The definition of the "Error" sums of squares SSE is identical in the two methods. The error degrees of freedom is given by N-k-1 where, capital N is the total number of observations. (This degree of freedom differs by one from the one-way ANOVA case for the reason described above. The mean squares are found by dividing the sum of squares by the degrees of freedom as in ANOVA analysis, and the F-ratio is formed and evaluated in the same way. Notice that the method of analysis is also valid for simple linear regression, where k=1, and that the regression and error degrees of freedom sum to the total degrees of freedom.

We calculate the terms in the regression ANOVA table as follows:

SSReg = SSTo-SSE

SSE = Sum[(y-yhat)2]

SSTo = Sum[(y-ybar)2]

Significance of the model

Significance of the model based on the F-ratio is determined in the same was as for ANOVA analysis. (See the lecture notes on ANOVA analysis for additional information).
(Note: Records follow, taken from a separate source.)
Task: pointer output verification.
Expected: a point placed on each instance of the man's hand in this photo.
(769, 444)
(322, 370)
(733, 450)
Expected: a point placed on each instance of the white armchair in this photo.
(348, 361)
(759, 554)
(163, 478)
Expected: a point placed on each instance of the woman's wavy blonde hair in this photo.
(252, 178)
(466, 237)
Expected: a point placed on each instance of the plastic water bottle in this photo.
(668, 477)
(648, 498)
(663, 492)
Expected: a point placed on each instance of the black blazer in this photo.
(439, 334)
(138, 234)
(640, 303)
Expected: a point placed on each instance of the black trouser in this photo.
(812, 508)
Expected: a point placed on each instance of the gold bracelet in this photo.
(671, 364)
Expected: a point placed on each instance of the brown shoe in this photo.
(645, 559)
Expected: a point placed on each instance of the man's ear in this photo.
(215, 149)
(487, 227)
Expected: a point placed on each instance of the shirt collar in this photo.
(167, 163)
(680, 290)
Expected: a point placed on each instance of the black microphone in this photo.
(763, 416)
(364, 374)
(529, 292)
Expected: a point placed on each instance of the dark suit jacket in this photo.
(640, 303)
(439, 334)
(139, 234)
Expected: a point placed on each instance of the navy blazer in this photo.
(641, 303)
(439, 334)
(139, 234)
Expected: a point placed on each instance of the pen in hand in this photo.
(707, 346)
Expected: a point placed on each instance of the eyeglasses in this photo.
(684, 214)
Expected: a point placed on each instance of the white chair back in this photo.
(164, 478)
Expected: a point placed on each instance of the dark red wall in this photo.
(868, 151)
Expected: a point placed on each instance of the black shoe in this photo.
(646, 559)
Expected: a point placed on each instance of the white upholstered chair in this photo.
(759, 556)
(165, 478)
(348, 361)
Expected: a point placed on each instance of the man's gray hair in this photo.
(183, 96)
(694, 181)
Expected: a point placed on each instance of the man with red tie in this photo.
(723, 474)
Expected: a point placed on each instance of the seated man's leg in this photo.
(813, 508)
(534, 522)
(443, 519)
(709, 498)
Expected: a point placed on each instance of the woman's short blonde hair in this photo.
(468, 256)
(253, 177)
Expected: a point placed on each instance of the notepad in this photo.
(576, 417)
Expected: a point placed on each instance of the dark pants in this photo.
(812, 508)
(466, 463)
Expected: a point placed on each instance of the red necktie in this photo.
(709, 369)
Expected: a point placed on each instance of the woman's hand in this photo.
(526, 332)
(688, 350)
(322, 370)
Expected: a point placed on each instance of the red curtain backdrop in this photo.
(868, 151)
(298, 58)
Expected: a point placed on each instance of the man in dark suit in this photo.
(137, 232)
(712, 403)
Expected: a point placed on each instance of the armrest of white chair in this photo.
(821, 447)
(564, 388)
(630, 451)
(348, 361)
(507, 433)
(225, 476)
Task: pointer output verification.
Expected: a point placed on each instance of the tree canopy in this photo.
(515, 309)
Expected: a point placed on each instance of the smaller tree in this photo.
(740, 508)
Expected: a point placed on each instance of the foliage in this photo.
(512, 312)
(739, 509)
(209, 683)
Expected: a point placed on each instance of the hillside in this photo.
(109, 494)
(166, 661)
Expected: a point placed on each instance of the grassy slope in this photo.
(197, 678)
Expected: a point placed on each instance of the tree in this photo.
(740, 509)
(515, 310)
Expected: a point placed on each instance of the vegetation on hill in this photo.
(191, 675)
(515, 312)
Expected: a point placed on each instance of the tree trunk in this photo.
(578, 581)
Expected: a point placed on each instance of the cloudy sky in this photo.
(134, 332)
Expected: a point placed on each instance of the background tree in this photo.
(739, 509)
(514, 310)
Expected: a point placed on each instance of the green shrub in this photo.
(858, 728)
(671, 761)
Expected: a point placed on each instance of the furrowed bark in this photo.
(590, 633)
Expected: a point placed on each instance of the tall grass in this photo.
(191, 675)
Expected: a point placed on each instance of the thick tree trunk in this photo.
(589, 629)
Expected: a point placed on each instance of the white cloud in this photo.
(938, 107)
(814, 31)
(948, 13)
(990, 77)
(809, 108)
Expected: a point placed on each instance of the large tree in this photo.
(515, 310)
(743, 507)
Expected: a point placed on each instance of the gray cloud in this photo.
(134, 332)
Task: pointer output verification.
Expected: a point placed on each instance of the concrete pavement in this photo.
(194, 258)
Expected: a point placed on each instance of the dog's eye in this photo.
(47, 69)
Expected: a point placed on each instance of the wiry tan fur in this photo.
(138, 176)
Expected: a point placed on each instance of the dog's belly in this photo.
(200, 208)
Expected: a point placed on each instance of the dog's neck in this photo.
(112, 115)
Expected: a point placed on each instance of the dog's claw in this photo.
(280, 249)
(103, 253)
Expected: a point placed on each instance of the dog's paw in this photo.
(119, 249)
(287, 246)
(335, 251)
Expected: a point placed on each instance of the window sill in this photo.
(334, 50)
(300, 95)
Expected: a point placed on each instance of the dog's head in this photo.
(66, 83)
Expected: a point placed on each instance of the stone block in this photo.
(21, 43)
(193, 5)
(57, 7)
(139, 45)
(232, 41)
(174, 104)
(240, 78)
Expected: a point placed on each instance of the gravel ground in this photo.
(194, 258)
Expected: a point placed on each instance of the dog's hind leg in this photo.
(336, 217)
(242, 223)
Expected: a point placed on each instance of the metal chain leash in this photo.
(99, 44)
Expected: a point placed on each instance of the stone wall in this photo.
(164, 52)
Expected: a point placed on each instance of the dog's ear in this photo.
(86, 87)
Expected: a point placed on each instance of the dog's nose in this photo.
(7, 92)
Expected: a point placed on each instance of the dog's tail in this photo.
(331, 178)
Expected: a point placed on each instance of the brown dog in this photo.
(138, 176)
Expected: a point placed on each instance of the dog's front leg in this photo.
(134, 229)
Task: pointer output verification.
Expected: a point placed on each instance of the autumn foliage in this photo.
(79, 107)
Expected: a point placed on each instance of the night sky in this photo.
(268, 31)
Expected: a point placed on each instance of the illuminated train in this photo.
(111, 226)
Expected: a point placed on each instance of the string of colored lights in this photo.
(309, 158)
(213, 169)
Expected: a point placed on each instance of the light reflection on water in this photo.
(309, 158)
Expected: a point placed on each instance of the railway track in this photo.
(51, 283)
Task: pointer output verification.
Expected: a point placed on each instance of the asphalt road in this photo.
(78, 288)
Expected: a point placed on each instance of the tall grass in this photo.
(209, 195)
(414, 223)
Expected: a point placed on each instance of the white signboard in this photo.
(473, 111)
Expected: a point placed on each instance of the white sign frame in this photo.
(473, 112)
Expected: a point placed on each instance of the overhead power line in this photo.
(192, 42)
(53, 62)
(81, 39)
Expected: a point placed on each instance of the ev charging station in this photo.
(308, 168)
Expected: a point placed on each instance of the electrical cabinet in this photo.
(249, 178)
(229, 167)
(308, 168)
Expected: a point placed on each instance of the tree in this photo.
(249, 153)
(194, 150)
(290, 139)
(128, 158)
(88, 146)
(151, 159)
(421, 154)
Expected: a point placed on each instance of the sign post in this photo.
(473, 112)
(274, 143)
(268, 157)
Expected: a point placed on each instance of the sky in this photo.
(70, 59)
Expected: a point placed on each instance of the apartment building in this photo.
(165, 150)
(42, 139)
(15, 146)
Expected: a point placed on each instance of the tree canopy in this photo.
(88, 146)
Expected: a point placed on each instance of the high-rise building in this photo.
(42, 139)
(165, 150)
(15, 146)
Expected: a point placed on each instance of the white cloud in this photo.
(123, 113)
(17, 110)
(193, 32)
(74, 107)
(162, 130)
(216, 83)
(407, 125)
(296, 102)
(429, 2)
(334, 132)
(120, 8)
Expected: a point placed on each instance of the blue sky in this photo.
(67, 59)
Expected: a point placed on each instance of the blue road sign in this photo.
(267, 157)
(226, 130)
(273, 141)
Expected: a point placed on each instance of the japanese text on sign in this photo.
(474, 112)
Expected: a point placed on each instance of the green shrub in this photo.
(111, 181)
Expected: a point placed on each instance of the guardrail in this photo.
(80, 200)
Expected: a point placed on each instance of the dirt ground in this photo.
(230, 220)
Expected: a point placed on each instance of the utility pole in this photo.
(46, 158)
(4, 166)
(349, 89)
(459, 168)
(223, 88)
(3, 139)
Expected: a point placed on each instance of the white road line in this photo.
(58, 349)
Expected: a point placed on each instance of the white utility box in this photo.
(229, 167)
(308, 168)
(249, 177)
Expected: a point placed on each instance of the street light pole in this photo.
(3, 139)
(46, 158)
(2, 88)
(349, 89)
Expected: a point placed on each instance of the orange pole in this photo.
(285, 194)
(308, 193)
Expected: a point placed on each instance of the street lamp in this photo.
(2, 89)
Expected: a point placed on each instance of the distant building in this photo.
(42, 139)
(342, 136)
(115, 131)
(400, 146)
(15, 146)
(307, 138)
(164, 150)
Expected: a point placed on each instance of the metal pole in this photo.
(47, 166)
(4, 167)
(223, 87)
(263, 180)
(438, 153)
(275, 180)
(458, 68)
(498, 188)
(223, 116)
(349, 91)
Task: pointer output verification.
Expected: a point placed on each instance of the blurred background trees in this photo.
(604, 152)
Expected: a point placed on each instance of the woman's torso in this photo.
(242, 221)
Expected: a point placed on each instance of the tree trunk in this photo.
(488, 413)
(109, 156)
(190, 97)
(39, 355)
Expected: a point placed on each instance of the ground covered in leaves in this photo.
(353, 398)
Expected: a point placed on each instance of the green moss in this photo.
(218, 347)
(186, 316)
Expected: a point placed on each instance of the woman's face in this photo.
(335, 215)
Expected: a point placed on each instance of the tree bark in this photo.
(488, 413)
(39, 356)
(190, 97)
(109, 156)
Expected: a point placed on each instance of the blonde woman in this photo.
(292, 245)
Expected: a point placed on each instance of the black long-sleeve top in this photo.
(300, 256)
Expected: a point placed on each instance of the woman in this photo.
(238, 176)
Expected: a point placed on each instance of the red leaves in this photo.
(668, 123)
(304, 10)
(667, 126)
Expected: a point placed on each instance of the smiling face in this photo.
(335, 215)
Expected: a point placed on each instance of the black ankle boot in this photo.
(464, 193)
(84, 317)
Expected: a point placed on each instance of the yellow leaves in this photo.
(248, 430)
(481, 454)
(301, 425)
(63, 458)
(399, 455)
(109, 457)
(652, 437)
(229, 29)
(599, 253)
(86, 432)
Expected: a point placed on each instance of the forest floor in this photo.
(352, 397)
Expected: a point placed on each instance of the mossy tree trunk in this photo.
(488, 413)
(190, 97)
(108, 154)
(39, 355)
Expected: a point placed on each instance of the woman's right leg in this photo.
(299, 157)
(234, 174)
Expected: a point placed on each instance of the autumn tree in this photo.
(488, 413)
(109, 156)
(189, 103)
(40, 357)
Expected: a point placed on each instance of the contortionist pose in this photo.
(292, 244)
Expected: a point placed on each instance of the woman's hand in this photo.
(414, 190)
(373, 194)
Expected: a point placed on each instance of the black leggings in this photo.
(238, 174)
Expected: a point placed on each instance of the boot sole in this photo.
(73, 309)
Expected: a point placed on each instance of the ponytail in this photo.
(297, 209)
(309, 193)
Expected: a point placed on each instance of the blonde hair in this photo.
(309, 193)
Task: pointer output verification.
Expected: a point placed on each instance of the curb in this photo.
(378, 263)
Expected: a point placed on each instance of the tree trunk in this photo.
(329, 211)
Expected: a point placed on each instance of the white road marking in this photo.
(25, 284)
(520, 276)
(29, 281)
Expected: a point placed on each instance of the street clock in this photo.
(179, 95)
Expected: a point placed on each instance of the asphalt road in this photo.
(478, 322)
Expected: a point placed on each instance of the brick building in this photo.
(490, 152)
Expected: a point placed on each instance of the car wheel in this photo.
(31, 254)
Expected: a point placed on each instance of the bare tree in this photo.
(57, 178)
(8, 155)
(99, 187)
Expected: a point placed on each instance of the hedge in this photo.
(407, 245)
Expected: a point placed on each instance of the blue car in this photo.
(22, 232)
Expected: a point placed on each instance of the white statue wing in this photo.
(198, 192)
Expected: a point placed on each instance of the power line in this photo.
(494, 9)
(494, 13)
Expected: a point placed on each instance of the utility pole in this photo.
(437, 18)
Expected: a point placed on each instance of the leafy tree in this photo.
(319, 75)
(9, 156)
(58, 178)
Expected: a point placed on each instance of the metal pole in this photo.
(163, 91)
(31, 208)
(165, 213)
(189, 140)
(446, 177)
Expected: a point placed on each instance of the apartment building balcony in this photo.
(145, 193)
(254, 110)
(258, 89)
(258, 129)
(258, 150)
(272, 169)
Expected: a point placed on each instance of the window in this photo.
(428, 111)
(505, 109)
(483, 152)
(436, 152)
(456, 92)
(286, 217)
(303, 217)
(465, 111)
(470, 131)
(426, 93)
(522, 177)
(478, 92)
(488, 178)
A measure of the model error

Just as in simple linear regression, we can calculate the scatter of the predictions yhat about the best fit multiple regression model.  This is defined as

Se= RMSE = sqrt(MSE)

How much variance is explained?

As in simple linear regression we can determine the faction of variance explained by the regression. In simple linear regression this value was called the coefficient of determination and denoted r2.  In multiple linear regression we calculate R2 the coefficient of multiple determination which is defined as:

R2 = 1-[SSE/SSTo]

This calculation is simplified by use of the sums of squares from the regression ANOVA table. This definition of the variance explained by the multiple linear regression raises a questions. What  if we want to compare models with different numbers of terms to decide which may be more appropriate?  Recall that each time we add a new term to the equation, we decrease the residual variance and thus increase the explained variance.  So to compare R2 values for models with different numbers of terms is a bit unfair, because the R2 value for the model with a greater number of terms will always be at least a bit higher. To deal with this problem, the adjusted R2 values was invented.  This statistic is a modified version of the R2 value that weights the variance explained by the ratio of total number of observations to the number of variable coefficients used by the model.  The adjusted R2 value is  defined as:

Adjusted R2 = 1 - [ (N-1)/(N-k-1)]*[SSE/SSTo]

As the number of terms in the regression increases, the term [ (N-1)/(N-k-1)] becomes larger. This has the effect of increasing the measure of unexplained variance. As a result, for the adjusted R2 value of a model with k+1 terms to be greater than that of a model with only k terms, the amount by which the error variance decreases must be considerable. One oddity of the adjusted R2 value is that it can have negative values. Such a model is obviously flawed - the additional terms added to the model clearly do not help it to explain any additional variance.

Still, the concept of negative variance is strange enough that other approaches to compare between models may be appropriate. The F test provides one way of doing this since the degrees of freedom of the F statistic vary with the number of terms. Likewise, the method of orthogonal contrast can be used to assess the relative importance of the various terms. (See the lecture notes on ANOVA analysis for additional information). There are other approaches to this problem, but they are beyond the scope of this class.